Eventually it came out that I was adopted. Ok, whatever. Fast forward fifteen or so years and I saw a picture of myself sitting on the couch - and I looked exactly like my real mother. I mean, same fucking expression and same shape of the face; everything. Same large, dark eyes. What the hell? How could genetics work like that? I mean, I was almost a carbon copy! I look different when I smile, but that could be because I never saw her smile very often, not a real toothy smile like I give all the time, only small smiles. But my sardonic face is exactly her face.

I have no idea what my real dad looks like. I presume he had the curly hair, and from him I probably also got a few other things, like my love of fantasy (everyone in MY family has their feet firmly grounded in reality and don’t dream at all).

My baby sister also declines to reproduce (which is a shame), but she and our eldest niece are the spitting image of one another. It’s particularly apparent now, because they’re only twelve years apart in age and my sister looks a decade younger than she is.

I look a lot like both of my parents. The older I get the more I look like my mother and the more I act like my father. No one but Dad can tell Mom and I apart on the phone.

Taste in literature comes from one’s English teachers, Mika, particularly those from 2nd to 5th grades. Sorry about the confusion; there’s supposed to be a memo. :wink:

Ooh, voices. Funny thing!

Mom and I sound EXACTLY alike on the phone. And weirdly, we both sounded exactly like HER mother, when she was alive.

Yet mom and I sing in the same choir - she’s one of our highest-range sopranos, and I sing with the tenor section.

My daughter is a dead ringer for her late paternal grandmother. It’s kind of scary. My other daughter looks like a mixture of the two of us.

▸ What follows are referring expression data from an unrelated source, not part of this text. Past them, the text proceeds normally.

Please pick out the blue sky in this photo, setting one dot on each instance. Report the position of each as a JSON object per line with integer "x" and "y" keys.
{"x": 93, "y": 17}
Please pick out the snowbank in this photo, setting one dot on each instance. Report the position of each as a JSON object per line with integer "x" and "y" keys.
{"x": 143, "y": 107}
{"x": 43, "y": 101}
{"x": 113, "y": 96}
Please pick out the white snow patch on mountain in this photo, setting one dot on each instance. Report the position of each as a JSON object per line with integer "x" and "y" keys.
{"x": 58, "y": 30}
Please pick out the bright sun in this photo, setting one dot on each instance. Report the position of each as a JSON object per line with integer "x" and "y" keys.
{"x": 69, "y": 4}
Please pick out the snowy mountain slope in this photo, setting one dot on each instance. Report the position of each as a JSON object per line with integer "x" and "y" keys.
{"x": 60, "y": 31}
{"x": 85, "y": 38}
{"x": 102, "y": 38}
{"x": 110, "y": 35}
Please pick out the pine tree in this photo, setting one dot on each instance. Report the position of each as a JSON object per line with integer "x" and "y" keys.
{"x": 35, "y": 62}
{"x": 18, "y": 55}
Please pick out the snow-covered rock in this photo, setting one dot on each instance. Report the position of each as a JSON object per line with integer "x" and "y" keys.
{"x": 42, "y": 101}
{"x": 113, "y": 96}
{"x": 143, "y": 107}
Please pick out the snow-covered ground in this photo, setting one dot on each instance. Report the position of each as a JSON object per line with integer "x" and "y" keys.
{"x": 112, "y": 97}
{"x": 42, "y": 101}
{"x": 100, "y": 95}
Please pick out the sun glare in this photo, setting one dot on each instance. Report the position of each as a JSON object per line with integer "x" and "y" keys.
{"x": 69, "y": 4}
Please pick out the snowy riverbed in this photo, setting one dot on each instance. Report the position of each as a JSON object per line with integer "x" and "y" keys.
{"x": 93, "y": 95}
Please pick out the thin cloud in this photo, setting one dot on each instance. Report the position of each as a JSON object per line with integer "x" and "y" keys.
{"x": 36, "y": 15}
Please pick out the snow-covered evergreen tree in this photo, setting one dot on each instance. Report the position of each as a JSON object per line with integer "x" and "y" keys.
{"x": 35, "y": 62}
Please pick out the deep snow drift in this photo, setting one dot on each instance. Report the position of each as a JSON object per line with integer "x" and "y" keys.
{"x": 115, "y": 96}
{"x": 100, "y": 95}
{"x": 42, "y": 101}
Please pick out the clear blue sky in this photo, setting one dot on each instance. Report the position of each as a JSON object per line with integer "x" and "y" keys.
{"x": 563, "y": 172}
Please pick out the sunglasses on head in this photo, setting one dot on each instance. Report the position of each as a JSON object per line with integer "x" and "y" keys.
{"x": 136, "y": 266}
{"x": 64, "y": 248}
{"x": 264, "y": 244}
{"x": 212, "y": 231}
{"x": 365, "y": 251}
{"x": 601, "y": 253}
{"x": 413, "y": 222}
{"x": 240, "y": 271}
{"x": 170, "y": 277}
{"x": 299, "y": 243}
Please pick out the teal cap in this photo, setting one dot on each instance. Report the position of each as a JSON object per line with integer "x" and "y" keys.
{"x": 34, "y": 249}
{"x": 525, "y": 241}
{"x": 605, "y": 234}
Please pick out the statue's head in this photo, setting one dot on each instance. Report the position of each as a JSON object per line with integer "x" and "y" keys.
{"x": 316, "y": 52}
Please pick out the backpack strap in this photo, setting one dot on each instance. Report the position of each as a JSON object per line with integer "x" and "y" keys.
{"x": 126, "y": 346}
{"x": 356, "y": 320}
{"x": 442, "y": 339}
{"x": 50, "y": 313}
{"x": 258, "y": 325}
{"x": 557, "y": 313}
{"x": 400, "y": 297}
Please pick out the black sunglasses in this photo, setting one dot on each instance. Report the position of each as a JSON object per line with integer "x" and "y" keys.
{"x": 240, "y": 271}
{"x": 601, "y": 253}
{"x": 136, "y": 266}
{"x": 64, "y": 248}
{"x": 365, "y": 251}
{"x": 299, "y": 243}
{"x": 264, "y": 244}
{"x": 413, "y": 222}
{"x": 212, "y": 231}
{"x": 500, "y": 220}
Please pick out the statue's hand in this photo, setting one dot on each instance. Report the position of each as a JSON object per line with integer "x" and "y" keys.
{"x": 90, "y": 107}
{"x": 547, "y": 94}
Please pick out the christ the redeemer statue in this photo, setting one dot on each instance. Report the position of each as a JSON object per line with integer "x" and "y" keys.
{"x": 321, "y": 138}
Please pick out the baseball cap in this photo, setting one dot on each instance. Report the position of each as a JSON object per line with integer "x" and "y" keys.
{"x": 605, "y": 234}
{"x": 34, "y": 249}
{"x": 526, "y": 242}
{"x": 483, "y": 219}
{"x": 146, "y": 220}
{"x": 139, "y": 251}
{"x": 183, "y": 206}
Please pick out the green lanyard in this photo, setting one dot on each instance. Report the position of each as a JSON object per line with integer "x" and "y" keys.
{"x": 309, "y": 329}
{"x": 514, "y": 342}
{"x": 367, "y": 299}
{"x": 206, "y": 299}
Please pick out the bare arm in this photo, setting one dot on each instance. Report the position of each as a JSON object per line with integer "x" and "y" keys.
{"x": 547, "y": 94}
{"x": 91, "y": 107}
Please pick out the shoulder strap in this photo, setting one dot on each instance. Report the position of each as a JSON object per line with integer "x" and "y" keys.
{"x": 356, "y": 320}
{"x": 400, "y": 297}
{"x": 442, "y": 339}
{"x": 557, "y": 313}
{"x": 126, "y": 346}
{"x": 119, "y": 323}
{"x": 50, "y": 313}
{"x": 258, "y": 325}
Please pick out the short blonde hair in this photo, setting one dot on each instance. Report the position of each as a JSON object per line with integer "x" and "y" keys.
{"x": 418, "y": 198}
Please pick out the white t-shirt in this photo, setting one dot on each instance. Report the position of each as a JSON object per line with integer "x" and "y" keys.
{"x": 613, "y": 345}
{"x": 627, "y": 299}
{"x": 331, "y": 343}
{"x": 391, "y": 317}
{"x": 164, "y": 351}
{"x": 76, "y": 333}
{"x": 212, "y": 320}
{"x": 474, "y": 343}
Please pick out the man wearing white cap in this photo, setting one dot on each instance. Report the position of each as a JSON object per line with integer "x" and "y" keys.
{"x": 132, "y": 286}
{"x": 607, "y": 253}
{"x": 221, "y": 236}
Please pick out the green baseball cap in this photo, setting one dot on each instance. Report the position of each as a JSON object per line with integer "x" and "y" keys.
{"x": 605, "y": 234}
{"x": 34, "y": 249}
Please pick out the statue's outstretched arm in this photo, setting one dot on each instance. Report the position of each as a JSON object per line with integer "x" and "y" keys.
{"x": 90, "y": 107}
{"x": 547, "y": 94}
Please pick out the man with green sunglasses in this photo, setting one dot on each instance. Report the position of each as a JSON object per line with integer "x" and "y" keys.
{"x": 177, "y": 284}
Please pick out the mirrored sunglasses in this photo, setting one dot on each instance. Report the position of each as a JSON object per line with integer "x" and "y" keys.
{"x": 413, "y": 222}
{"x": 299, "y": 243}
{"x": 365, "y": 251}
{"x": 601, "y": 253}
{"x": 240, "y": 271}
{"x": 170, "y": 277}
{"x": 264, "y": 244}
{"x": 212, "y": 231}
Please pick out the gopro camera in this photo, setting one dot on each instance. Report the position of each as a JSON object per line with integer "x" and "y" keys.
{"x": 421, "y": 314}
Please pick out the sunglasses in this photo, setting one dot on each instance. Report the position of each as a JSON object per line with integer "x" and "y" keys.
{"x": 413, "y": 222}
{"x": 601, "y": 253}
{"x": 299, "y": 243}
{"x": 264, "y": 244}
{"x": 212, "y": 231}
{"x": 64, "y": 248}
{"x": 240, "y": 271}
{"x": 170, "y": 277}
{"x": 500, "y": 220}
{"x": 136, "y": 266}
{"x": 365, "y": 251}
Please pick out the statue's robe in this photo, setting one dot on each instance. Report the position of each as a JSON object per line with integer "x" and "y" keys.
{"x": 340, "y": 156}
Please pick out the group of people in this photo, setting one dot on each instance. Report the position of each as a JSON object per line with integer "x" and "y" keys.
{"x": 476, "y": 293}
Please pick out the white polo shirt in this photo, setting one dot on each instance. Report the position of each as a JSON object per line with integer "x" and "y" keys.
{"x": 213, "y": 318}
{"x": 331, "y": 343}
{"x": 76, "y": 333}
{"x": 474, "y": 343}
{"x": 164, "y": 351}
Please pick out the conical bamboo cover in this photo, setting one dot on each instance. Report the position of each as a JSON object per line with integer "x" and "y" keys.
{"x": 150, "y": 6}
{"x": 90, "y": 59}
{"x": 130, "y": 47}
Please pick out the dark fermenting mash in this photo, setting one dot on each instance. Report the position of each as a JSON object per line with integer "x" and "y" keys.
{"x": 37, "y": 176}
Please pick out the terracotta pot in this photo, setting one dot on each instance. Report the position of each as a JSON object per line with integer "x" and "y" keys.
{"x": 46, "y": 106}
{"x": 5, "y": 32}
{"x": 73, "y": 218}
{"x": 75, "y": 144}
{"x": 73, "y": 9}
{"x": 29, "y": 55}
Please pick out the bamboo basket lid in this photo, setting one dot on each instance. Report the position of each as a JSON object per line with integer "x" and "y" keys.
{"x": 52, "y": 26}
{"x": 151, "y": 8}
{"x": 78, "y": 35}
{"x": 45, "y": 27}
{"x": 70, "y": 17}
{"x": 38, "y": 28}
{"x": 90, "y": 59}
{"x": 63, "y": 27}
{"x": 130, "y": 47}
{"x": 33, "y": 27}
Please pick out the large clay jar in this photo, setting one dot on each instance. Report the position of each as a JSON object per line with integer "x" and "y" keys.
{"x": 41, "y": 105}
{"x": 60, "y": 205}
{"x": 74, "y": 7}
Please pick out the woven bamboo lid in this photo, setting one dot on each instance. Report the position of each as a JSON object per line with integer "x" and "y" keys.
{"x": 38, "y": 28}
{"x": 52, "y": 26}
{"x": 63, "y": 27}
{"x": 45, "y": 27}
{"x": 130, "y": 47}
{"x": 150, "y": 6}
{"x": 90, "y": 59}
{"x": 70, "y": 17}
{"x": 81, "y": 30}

Me? I don’t resemble anyone.

And I am exceptionally fond of almost all of my English teachers…so you may be onto something. I just wish there were more worthy careers you could do with a love of English, linguistics, and literature. Le sigh.

Technical writing. The love of literature doesn’t directly help, but it does make it more likely that you’ll be good with the written word. And linguistics helps a lot with understanding just how to phrase things unambiguously.

That’ll be a dollar, of course. And as always I’ve sent someone to get it out of your purse.

DAMNIT! Thankfully, I had a dollar! Um, what do you do if I don’t?

Everyone declares that we both look like our mom because we have the same coloring as she does - blue eyes (Dad has them too), red hair, very fair skin - but beyond being colored with the genetic crayon neither little bro or I look that much like her. We have Dad’s oval faces instead of her round one. Occasionally people have picked up on the fact that we’re part Scottish and she isn’t, for example.